Waldomiro – E ele deu o dinheiro? Quem pode comprovar se deu dinheiro ou não é ele. Isso não passou por mim.

ÉPOCA – Quem eram os candidatos?

Waldomiro – O que eu lembro é que ele queria ajudar as candidatas Rosinha Garotinho e Benedita da Silva.

ÉPOCA – Quais são os políticos para quem Carlos Ramos deu ajuda de campanha?

Waldomiro – Ele deu uma ajuda para o senhor Geraldo Magela (candidato do PT ao governo de Brasília).

ÉPOCA – Como o dinheiro foi entregue?

Waldomiro – Ele entregou na minha mão e foi entregue à campanha do Magela.

ÉPOCA – E para Benedita da Silva, como foi entregue?

Waldomiro – Isso não passou por mim.

ÉPOCA – No final da fita, o senhor pede para ele disponibilizar uma quantia à parte. Diz ‘eu quero 1% para mim’.

Waldomiro – Essa fita foi montada para me prejudicar.

ÉPOCA – A câmera está fixa. A perícia mostrou que não houve montagem.

Waldomiro – Não falo das imagens. Falo da situação. Por que nos deixaram a sós na sala?

ÉPOCA – Por que o senhor pediu 1%? Está na fita.

Waldomiro – Eu nunca fiz acordo com ele. Nunca assinei contrato.

ÉPOCA – Então, por que pediu?

Waldomiro – Não pedi para mim, pedi para o Armando Dilli, que era assessor do Carlos Ramos. O assessor me induziu a assinar um contrato para que ele tivesse vantagem. Eu percebi depois. Era uma armação contra a minha pessoa, como está sendo provado agora. Eu não permiti que o senhor Carlos Ramos dominasse o mercado.

ÉPOCA – Se o dinheiro foi pago, não é possível provar. Mas seu pedido está gravado.

Waldomiro – Eu estava preocupado em que o Carlos Ramos não cumprisse os prazos do contrato que tinha com a Loterj. Estava disposto a denunciar o contrato. Aí, ele contratou meu assessor e prometeu 1% do valor do contrato, se me convencesse a aceitar as condições dele.
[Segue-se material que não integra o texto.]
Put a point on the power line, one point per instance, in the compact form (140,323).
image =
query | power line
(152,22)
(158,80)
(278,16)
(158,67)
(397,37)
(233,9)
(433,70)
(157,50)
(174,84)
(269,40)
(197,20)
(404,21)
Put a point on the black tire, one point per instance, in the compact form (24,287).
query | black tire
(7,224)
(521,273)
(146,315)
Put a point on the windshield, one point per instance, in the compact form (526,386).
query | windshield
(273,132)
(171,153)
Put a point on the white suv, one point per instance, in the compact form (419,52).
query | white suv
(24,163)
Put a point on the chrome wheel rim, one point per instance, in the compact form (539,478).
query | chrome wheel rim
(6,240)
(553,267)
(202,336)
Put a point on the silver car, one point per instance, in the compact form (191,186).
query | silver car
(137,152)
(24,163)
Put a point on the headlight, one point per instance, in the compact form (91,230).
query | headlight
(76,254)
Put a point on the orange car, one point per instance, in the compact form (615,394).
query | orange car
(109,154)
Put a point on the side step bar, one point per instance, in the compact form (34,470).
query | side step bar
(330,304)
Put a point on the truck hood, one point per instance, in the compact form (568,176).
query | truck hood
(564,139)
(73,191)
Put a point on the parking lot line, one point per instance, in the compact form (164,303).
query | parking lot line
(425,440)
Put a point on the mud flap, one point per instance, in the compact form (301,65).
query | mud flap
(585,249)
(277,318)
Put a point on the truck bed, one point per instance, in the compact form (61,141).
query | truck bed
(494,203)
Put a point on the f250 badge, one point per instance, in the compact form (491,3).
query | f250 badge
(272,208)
ÉPOCA – Então, quando o senhor disse ‘quero 1% para mim’, na verdade estava defendendo os interesses de um assessor do bicheiro? Por que motivo faria isso?

Waldomiro – Para defender os interesses do meu assessor.

ÉPOCA – Mas ele estava trabalhando para o bicheiro.

Waldomiro – Do meu ex-assessor, então.

ÉPOCA – Essa versão faz parecer que Armando Dilli seria seu laranja.

Waldomiro – Só pode ser laranja se entregou o dinheiro. Eu não assinei o contrato.

ÉPOCA – Vocês acertam tudo. Apertam as mãos e dizem que está fechado.

Waldomiro – Eu não assinei.

ÉPOCA – Mas acertou receber 1%?

Waldomiro – Mas eu não fiz!

ÉPOCA – O senhor acha correto ter se comprometido com um acordo desses?

Waldomiro – Não estou fazendo juízo de valor agora. Eu precisaria ver a fita.’



Valerya Borges

‘Editora Globo reforça tiragem de Época’, copyright MM Online (www.mmonline.com.br), 13/02/04

‘A Editora Globo já prepara uma reedição da edição desta semana da Revista Época. A publicação, que costuma ser publicada aos sábados, chegou às bancas na manhã desta sexta-feira, dia 13, com matéria de capa que denuncia o ex-subchefe de Assuntos Parlamentares da Presidência da República, Waldomiro Diniz.

Época teve acesso a uma fita de vídeo, gravada em 2002, em que Diniz pede propina para si mesmo e dinheiro para a campanha eleitoral ao bicheiro carioca Carlos Augusto Ramos, o Carlinhos Cachoeira. A editora foi informada que parte dos 100 mil exemplares da revista que são enviados semanalmente para as bancas já teria se esgotado. Por esse motivo, estão sendo rodados 15 mil exemplares extras, que poderão ser enviados para os Estados onde essa demanda poderá ser maior, como São Paulo, Rio de Janeiro, Minas Gerais, Distrito Federal, Bahia e Rio Grande do Sul.

‘A Revista chegou hoje às bancas e já teve uma repercussão bastante grande. Mas acreditamos que amanhã esse impacto deverá ser ainda maior. Por esse motivo, decidimos rodar exemplares adicionais’, esclarece Angelo de Sá Júnior, conhecido como JR, diretor comercial e de marketing da Editora Globo.’